仮想通貨取引所Coinealは、ブロックチェーンセキュリティ企業CYBR(以下、CYBR社)のIEOを中止した。ブロックチェーンメディアTHE Blockが7月29日付で報じている。CYBR社は、CoinealがIEOの販売数を虚偽に表示し、上場にかかった取引所手数料を欺いたと主張している。
IEOは、新規に発行したトークンを取引所に委託し、取引所が販売することによってIEOを企画したプロジェクトチームが資金調達する方法だ。CoinealとCYBR社によっておこなわれたIEOでは、CYBR社がCoinealへ上場手数料として11.5 BTC(約76,590米ドル)を支払いトークン販売が開始された。
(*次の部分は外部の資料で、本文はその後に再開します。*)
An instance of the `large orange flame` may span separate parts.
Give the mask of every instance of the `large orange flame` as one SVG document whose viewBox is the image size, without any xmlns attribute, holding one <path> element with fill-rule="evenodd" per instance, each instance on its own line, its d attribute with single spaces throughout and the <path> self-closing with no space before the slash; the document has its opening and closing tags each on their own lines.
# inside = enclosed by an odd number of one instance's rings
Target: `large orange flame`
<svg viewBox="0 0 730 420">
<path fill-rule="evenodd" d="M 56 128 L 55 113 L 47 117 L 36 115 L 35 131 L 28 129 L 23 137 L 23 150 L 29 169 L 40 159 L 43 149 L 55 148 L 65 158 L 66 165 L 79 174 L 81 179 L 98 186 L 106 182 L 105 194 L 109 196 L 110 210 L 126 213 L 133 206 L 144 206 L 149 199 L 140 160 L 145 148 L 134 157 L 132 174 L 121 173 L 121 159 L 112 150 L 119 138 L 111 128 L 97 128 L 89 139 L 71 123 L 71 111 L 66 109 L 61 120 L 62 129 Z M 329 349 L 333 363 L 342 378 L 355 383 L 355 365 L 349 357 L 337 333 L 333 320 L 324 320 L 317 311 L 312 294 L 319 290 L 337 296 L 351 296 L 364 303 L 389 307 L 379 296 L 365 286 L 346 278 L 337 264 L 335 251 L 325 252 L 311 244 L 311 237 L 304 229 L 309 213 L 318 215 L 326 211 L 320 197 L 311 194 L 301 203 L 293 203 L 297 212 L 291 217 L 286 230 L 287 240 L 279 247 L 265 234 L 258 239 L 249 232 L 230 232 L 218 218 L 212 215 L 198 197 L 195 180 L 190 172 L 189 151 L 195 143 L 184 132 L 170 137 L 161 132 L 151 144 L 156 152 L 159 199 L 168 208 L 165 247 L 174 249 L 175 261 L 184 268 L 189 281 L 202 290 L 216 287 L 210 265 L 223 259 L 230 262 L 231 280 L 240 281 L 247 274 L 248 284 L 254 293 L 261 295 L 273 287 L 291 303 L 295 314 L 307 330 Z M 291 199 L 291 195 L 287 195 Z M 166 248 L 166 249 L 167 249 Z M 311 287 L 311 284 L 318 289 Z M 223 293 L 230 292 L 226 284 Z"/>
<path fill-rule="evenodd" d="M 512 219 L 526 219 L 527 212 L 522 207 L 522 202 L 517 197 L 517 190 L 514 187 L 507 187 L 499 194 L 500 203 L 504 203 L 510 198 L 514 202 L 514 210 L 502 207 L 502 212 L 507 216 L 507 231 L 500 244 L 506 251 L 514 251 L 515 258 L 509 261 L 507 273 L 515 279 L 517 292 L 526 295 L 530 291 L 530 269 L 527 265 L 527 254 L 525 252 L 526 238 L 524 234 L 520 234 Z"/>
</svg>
当初はトークン供給量の約40%にあたる約210万米ドル分の売上高を記録したものの、IEO終了時にはトークン供給量の56.56%の販売にとどまったという。
THE BLOCKによると、CYBR社がこの結果に対して疑問を投げかけ、IEO調達額の資金の交換を求めたところ、CoinealはCYBR社のトークン上場を取り下げトークン購入者へ返金を行うことを発表したとしている。最終的にCYBR社は上場手数料として11.5BTCを支払ったのみで、IEOから資金を調達することはなかったという。
IEOは、ICOとは違って取引上場があらかじめ決まっていることやトークン購入者も利用しやすい環境で売買ができるなど、ICOに代わる資金調達手段として注目を集めていた。しかし、今回の報道により、IEOのプロセスには不透明な部分が多分にあり、ICO同様に依然として何かしらの虚偽が起きている可能性を払拭できないという実態が明らかとなった。もちろん、事前にトークンの上場が決定していることやマーケティング戦略の一環として、IEOが進んでいくことは想像に難くない。規制も定まらない現状では、仮想通貨投資家はさまざまな可能性を考慮して自衛の対策を怠らず、投資判断を行うことが求められていくだろう。